Perkembangan Kecerdasan
1) Bahasa Daerah
2) Bahasa Indonesia
3) Berhitung
4) Pengetahuan Alamiah
c.
Pengembangan Emosional atau Artistik
Pendidikan Kesenian
d.
Pengembangan Keprigelan
Pendidikan Keprigelan
e.
Pengembangan Jasmani
Pendidikan Jasmani/Kesehatan
Kurikulum ini banyak mendapat tantangan dari kaum pendidik, sebab mereka
memandang lebih tepat menggunakan sistem pendidikan Pancasila. Oleh karena
itu sekarang sistem pendidikan Pancawardhana tidak digunakan lagi, termasuk
kurikulum yang berdasarkan pada sistem itu.
4.
Kurikulum 1968
Kurikulum 1968 merupakan pembaharuan dari kurikulum 1964, yaitu
dilakukannya perubahan struktur kurikulum pendidikan dari Pancawardhana
menjadi pembinaan jiwa pancasila, pengetahuan dasar, dan kecakapan khusus.

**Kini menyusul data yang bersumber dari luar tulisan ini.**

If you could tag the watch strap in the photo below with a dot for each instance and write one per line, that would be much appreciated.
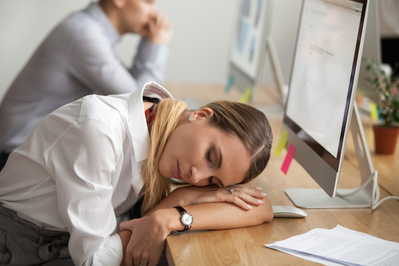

Kurikulum 1968 merupakan perwujudan pelaksanaan UUD 1945 secara murni dan
konsekuen.
Dari segi tujuan pendidikan, kurikulum 1968 tertujuan bahwa pendidikan
ditekankan pada upaya untuk membentuk manusia pancasila sejati, kuat, dan
sehat jasmani, moral, budi pekerti, dan keyakinan beragama. Isi pendidikan
diarahkan pada kegiatan mempertinggi kecerdasan dan keterampilan, serta
mengembangkan fisik yang sehat dan kuat. Kelahiran kurikulum 1968 bersifat
politis: mengganti Rencana Pendidikan 1964 yang dicitrakan sebagai produk
Orde Lama, tujuannya pada pembentukan manusia Pancasila sejati. Kurikulum
1968 menekankan pendekatan organisasi materi pelajaran: kelompok pembinaan
pancasila, pengetahuan dasar, dan kecakapan khusus. Jumlah pelajarannya 9.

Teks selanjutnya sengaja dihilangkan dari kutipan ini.